Click here to take a look at diversity in Hollywood ‘By the Numbers’
While the Acting and Best Film categories are always the most popular, I’m equally excited about the nominations for filmmakers behind the camera this year. Never have we seen Black filmmakers represented in so many categories in one year. I have always maintained that a great film begins on the screenwriter’s page. Therefore, it is imperative that traditionally underrepresented filmmakers have the opportunity to tell their stories in all facets of production. It is not just who is chosen to act out the story, but whose words, vision and craftsmanship are being represented on-screen. Four films nominated for Best Adapted Screenplay that showcase the experiences of people of color (Hidden Figures, Moonlight, Lion and Fences) were also nominated for Best Film. This year’s slate of Oscars nominees highlights that, when given the opportunity, films that reflect the diversity of this country will shine.
While we’ve seen improvement among films that reflect the Black experience, other marginalized groups have lagged. I’m still waiting for a romantic comedy starring two LGBTQIA actors or actresses. While we have the phenomenal Sir Patrick Stewart playing Professor Xavier in the X-Men franchise, why have we not had a disabled actor or actress playing a superhero? In the history of the Academy, just four women have been nominated for Best Director honors and only one has won. The industry even took a step backward with respect to the Asian American Pacific Islander experience, as we see films like Dr.

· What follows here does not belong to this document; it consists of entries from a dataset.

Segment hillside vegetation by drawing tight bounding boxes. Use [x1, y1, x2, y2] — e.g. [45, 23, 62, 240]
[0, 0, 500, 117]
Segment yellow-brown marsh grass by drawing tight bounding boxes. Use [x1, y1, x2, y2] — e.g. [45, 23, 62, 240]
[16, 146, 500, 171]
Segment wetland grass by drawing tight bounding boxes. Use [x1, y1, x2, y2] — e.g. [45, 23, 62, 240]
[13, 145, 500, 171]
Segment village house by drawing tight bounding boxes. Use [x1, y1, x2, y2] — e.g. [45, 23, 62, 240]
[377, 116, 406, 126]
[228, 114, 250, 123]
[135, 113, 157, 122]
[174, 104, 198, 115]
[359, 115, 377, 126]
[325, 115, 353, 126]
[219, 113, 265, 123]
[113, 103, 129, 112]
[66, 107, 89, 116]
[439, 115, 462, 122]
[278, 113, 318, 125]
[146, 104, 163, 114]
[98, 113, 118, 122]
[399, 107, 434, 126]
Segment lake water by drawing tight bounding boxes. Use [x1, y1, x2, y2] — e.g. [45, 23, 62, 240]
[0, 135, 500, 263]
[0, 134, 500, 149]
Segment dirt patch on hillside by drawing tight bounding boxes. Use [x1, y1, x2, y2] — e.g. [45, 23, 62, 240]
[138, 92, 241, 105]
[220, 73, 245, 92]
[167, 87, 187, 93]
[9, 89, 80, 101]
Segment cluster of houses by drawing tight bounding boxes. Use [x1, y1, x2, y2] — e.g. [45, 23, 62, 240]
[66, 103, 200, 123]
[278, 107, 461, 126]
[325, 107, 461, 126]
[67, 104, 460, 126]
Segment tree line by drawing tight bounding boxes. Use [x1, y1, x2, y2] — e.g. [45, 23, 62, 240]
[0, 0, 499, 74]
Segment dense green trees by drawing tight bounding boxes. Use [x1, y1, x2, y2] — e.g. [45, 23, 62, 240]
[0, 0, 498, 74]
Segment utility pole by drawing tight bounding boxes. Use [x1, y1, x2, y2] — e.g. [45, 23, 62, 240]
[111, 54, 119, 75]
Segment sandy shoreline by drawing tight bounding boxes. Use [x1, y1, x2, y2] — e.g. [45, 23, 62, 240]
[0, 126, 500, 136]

Who, and the upcoming Ghost in the Shell and The Wall that used White actors as their lead.
We’ve heard some say that #OscarsSoWhite has ended because of the increased diversity represented in this year’s nominations, which is a polite way of saying, “Some Black people were nominated, so do we have to talk about this anymore?” However, one year does not make up for over eighty years of under-representation of all genders, sexual orientations, races, abilities, and First Nation status. (And let us be clear that nominations do not equal awards—we’re still waiting to see who actually gets to take these statues home on February 26th!)
#OscarsSoWhite is about the inclusion of all marginalized communities, both in front of and behind the camera, throughout the entertainment industry. Films that reflect the nuance and complexity of all theater-goers have been incredibly successful this year, both critically and financially. It is incumbent upon Hollywood to ensure that more stories like these are told. That can only be achieved with enthusiastic support from studios, beginning at the screenwriting process and continuing through film distribution. I will continue to push for change using #OscarsSoWhite as a platform and encourage others to keep up the fight.